Zhang Jie smirked awkwardly, uncertain how to respond. He was the kind of aloof, insecure guy that girls find least attractive.
Mou Sen had persuaded Tang Guoxian and Wu Bin to help set up his Democracy University. During the preparatory meeting the day before, he’d appointed himself chancellor, made Nuwa general secretary, Tang Guoxian admissions officer, Old Fu vice chancellor and Little Chan head of public relations.
We soon found ourselves crushed in the excited crowd that had gathered around the statue. The white goddess, constructed of styrofoam and papier mâché, towered above us, her hands raising a torch towards the blue sky. She was as tall as a three-storey building. Her face was still concealed beneath a sheet of red silk.

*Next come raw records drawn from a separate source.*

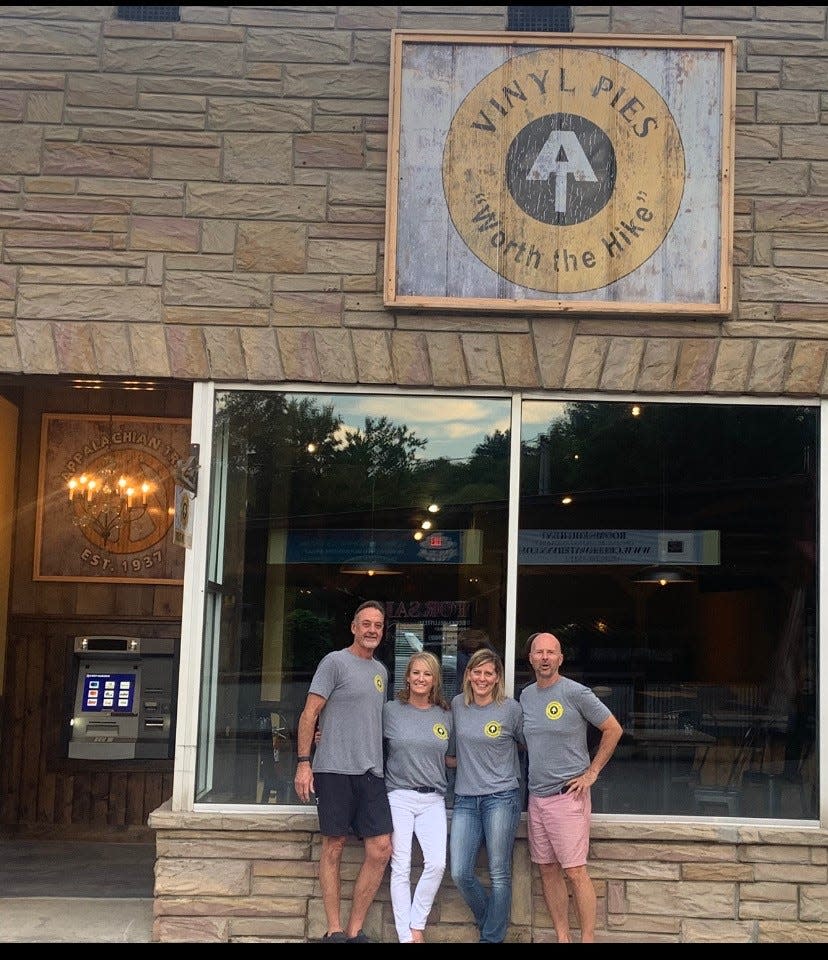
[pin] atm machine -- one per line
(124, 698)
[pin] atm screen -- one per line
(113, 692)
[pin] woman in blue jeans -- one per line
(487, 729)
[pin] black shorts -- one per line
(352, 804)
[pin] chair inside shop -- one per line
(727, 792)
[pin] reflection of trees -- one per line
(378, 466)
(592, 443)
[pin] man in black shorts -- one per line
(346, 697)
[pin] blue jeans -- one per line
(491, 820)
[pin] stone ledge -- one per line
(271, 821)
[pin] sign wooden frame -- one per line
(106, 499)
(560, 173)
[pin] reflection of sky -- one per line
(453, 426)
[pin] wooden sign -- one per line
(539, 172)
(106, 499)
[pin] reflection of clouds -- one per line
(453, 426)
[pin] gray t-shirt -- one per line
(416, 742)
(351, 720)
(555, 723)
(485, 742)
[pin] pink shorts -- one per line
(558, 828)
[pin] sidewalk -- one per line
(76, 892)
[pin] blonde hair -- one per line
(478, 658)
(435, 695)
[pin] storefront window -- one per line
(323, 500)
(671, 548)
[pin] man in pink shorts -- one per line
(557, 713)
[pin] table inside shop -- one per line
(673, 741)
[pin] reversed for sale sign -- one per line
(534, 172)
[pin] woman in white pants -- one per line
(416, 728)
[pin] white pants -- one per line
(420, 815)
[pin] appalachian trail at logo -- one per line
(563, 170)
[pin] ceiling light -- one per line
(369, 567)
(663, 576)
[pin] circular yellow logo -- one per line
(563, 170)
(554, 710)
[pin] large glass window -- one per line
(670, 546)
(322, 501)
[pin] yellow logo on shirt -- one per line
(554, 710)
(492, 729)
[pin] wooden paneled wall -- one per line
(43, 792)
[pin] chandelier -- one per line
(109, 496)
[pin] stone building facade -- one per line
(204, 200)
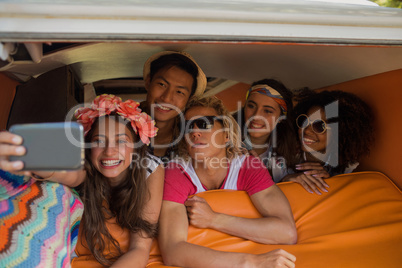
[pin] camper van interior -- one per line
(63, 53)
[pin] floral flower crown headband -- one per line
(105, 104)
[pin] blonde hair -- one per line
(230, 125)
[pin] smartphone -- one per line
(51, 146)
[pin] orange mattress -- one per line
(358, 223)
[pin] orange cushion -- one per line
(358, 223)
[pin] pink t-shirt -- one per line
(246, 173)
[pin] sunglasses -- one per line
(319, 126)
(202, 123)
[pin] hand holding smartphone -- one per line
(51, 146)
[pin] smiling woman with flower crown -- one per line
(122, 231)
(120, 213)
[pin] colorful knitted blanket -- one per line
(38, 222)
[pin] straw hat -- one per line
(201, 78)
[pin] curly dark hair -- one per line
(355, 123)
(285, 131)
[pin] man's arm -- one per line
(140, 244)
(178, 252)
(277, 225)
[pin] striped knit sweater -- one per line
(38, 222)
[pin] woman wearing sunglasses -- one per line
(211, 158)
(335, 130)
(267, 130)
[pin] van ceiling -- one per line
(300, 42)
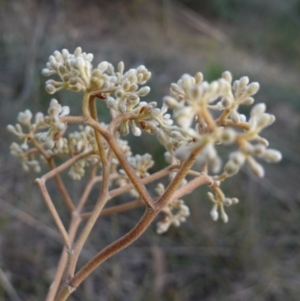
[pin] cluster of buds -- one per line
(198, 116)
(175, 212)
(141, 165)
(76, 73)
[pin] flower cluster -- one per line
(140, 164)
(175, 212)
(197, 118)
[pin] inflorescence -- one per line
(196, 115)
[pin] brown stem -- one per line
(87, 189)
(75, 222)
(65, 165)
(94, 115)
(123, 162)
(57, 178)
(183, 171)
(115, 247)
(52, 209)
(115, 209)
(117, 120)
(149, 179)
(61, 186)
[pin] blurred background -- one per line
(253, 257)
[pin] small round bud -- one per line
(121, 67)
(256, 168)
(102, 67)
(214, 214)
(272, 156)
(258, 109)
(198, 78)
(247, 101)
(143, 91)
(226, 102)
(227, 76)
(231, 168)
(50, 89)
(252, 88)
(228, 136)
(244, 81)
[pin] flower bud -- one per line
(198, 78)
(50, 89)
(256, 168)
(214, 214)
(258, 109)
(272, 156)
(143, 91)
(102, 67)
(252, 88)
(231, 168)
(228, 136)
(227, 76)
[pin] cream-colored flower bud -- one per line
(262, 141)
(235, 116)
(214, 213)
(171, 102)
(89, 57)
(47, 72)
(244, 81)
(65, 54)
(50, 89)
(235, 85)
(258, 150)
(231, 168)
(143, 91)
(264, 120)
(58, 56)
(213, 87)
(80, 62)
(77, 51)
(226, 102)
(186, 82)
(224, 216)
(122, 107)
(227, 76)
(272, 156)
(102, 67)
(234, 201)
(136, 131)
(184, 117)
(155, 112)
(256, 168)
(124, 129)
(258, 109)
(62, 69)
(247, 101)
(198, 78)
(121, 67)
(111, 103)
(252, 88)
(60, 143)
(12, 129)
(228, 136)
(227, 202)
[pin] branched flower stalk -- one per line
(196, 120)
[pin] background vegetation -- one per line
(253, 257)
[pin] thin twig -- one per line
(52, 209)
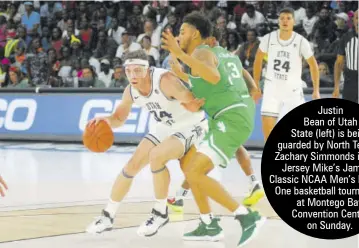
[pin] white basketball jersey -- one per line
(284, 59)
(166, 111)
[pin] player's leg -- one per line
(169, 149)
(176, 204)
(256, 191)
(173, 147)
(122, 185)
(217, 149)
(270, 108)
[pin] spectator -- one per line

‘So they managed to put it up in the end!’ Mou Sen cried. ‘Those art students must have worked through the night. Many Beijing residents came to help after you left. They were amazing. When the students were building the pedestal, they called for some saws, and immediately four or five saws appeared from nowhere. A few hours later, they said they were tired and could do with some congee, and within minutes, the residents wheeled over a trolley with enough congee to feed an army.’ Mou Sen was very excited. Tian Yi’s camera was hanging around his neck.
The crowd grew impatient. Students were setting up microphones and speakers at the foot of the statue. I spotted Wu Bin over there, supervising the security cordon that circled the base. He allowed us through the cordon and let us sit with the journalists. Student representatives from eight Beijing art colleges sat nearby, waiting to take part in the unveiling ceremony.